Jenkins joins ROTC for early run
Ryan Sydlik | Wednesday, October 25, 2006
In Tuesday’s morning’s chilly air, University President Father John Jenkins and Executive Vice President John Affleck-Graves ran with the Notre Dame ROTC students from all military branches in the second annual United States Notre Dame Tri-Military Command Run.
The run began and ended near Pasquerilla Center and lasted a little under a half hour. Its purpose was to emphasize the common bonds that students in the Army, Navy and Air Force programs share.
“It’s a wonderful morning for a run, [with] a little snow on the ground [to] get your butt moving,” Jenkins said. “We look forward to this run.”
As the tri-military commander, Captain Michael Neller was the official organizer of this year’s run – though he said the credit should go to the ROTC student organization that put it together.
Lt. Col. Kelly Jordan, who is in charge of Army ROTC, said the run was created to increase inter-branch unity, and he hopes it becomes a tradition at Notre Dame.
“We started it last year as a way to develop camaraderie and to emphasize not the differences among the different ROTC programs but the similarities we all have,” he said. “The Navy does different things, the Army does different things, the Air Force does different things, but when you look at us in terms of the entire University, we are far more similar than we are different.”
Neller explained that the ROTC branches normally compete against each other, rather than holding a unifying event.

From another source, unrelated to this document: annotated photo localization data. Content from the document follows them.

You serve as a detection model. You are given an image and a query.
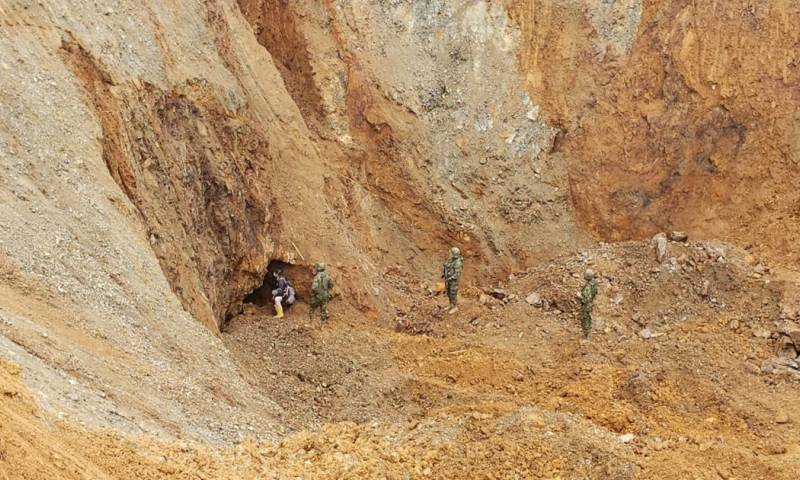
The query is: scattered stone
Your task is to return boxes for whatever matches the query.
[765,441,787,455]
[512,372,524,382]
[525,292,542,307]
[764,356,800,372]
[745,362,761,375]
[650,437,670,451]
[594,317,606,332]
[668,231,688,242]
[776,337,797,358]
[729,319,740,331]
[652,233,668,263]
[775,412,791,424]
[479,293,491,306]
[716,466,733,480]
[490,288,508,300]
[700,280,711,297]
[619,433,635,443]
[776,321,800,345]
[752,329,771,339]
[639,328,653,339]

“[Jordan] was a big advocate last year of trying to do more group [unity] things [instead of] having a football game against each other,” he said. “So we tried to create a balance of both.”
Jordan said he was grateful for the special guests that ran alongside the ROTC students.

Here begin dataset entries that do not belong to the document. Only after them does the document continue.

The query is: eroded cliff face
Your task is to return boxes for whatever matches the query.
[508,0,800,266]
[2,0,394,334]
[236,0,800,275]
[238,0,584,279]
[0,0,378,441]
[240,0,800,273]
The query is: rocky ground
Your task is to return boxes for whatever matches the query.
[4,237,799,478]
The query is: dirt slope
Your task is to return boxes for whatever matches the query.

“The ROTC students really work hard so it’s wonderful to have the administration come out and support us,” he said.
After the run, Jenkins gave a short speech to the ROTC students, emphasizing Notre Dame’s mission of service and duty.

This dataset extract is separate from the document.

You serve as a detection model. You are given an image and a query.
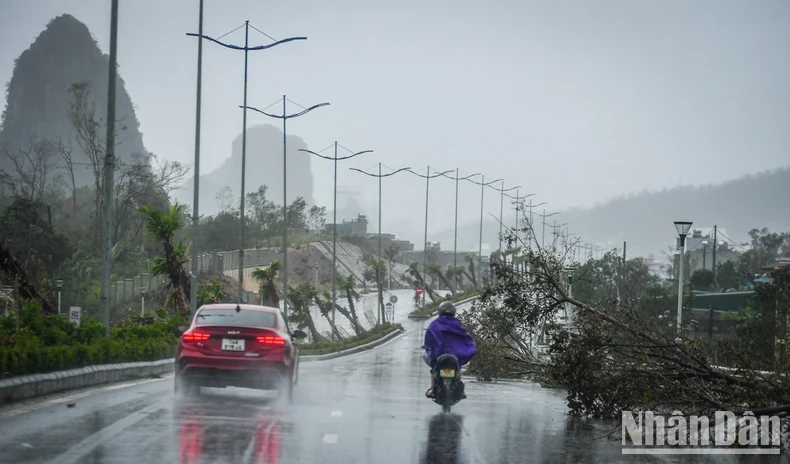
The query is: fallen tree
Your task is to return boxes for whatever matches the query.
[461,223,790,420]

“At Notre Dame, the ROTC program has always been a part of this University and has an important place to play at this University,” he said. “I think the major reason is that Notre Dame’s student body is about service, serving the community, serving the Church, serving the world in important ways. … Your lives – as candidates for military service – are about service too.”
Jenkins reminded the group of its continuing commitment to leadership, both at Notre Dame and after graduation.
“During your time here in ROTC, always remember that Notre Dame spirit of service and duty. Those are high ideals,” he said. “We expect you when you go forth from Notre Dame, to be leaders in your various branches of service, to be leaders in your communities, and to be leaders who have a sense of service and duty.”